I thought that perhaps 59-60, with its emphasis on hypothetical buyers and sellers willing and able to trade, acting rationally, and sufficiently informed, might instruct us to look beyond such abnormalities and assume something along the lines of “markets functioning normally” (those are my words, not 59-60’s).
Wrong!
Right in the introductory paragraph, 59-60 tells us to consider “all relevant factors”. I think the above abnormalities are highly relevant to current valuations, both in terms of what is known and what is not known (e.g. statistics on how badly the economy has declined and how rates of return we commonly rely upon have changed).
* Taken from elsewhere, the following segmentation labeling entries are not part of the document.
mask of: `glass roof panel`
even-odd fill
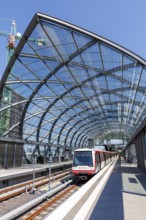
[[[37,14],[14,53],[1,83],[3,136],[82,147],[130,137],[146,116],[145,61],[113,42]]]

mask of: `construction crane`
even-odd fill
[[[7,44],[7,63],[9,62],[14,49],[15,49],[15,40],[20,40],[21,39],[21,34],[17,33],[16,31],[16,22],[15,20],[8,20],[8,19],[0,19],[0,21],[11,21],[11,30],[10,32],[8,31],[0,31],[0,35],[7,37],[8,39],[8,44]]]
[[[8,44],[7,44],[7,64],[15,50],[15,41],[21,39],[21,33],[17,33],[16,31],[16,22],[15,20],[8,20],[8,19],[0,19],[4,21],[11,21],[11,30],[10,33],[7,31],[1,31],[0,30],[0,36],[4,36],[8,38]],[[38,46],[45,45],[45,41],[43,39],[32,39],[29,38],[28,41],[33,42],[37,44]]]

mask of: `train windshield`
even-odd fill
[[[75,151],[73,166],[93,166],[92,151]]]

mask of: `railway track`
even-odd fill
[[[60,184],[58,187],[50,190],[47,193],[34,198],[32,201],[10,211],[9,213],[2,215],[0,220],[12,220],[12,219],[35,219],[38,216],[42,219],[42,216],[48,215],[58,204],[67,199],[72,193],[78,189],[77,183],[73,183],[73,180],[68,180],[65,183]]]
[[[37,208],[33,209],[33,211],[29,212],[27,215],[19,218],[20,220],[33,220],[37,217],[37,219],[43,219],[49,215],[59,204],[65,201],[69,196],[71,196],[76,190],[78,186],[71,185],[66,187],[64,190],[59,192],[53,198],[50,198],[49,201],[43,202]]]
[[[44,186],[45,184],[49,183],[51,181],[55,181],[58,179],[61,179],[67,175],[71,174],[71,170],[68,171],[63,171],[63,172],[59,172],[57,174],[53,174],[51,175],[51,177],[49,178],[49,176],[45,176],[45,177],[41,177],[41,178],[37,178],[35,180],[35,183],[33,185],[33,181],[27,181],[25,183],[21,183],[21,184],[17,184],[15,186],[11,186],[11,187],[7,187],[5,189],[0,189],[0,202],[5,201],[7,199],[13,198],[15,196],[18,196],[22,193],[25,193],[26,191],[30,191],[33,190],[33,187],[35,186],[35,188],[40,188],[42,186]]]

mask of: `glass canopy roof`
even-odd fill
[[[71,148],[131,138],[146,116],[145,65],[105,38],[37,13],[1,82],[1,136]]]

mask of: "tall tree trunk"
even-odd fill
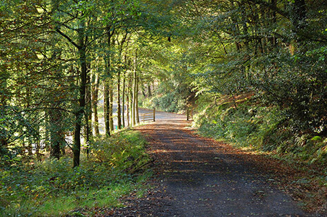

There is specific mention of how general economic conditions vary from normal to boom to depression times, and to the impact of investor expectations (optimism or pessimism). There is also reference to current conditions of active, free[ly trading] public markets, and to [case-]specific circumstances. Finally, there is the fundamental exhortation to use “common sense, informed judgment, and reasonableness”.
Take a few minutes and reread 59-60. You will always learn something new, as do I.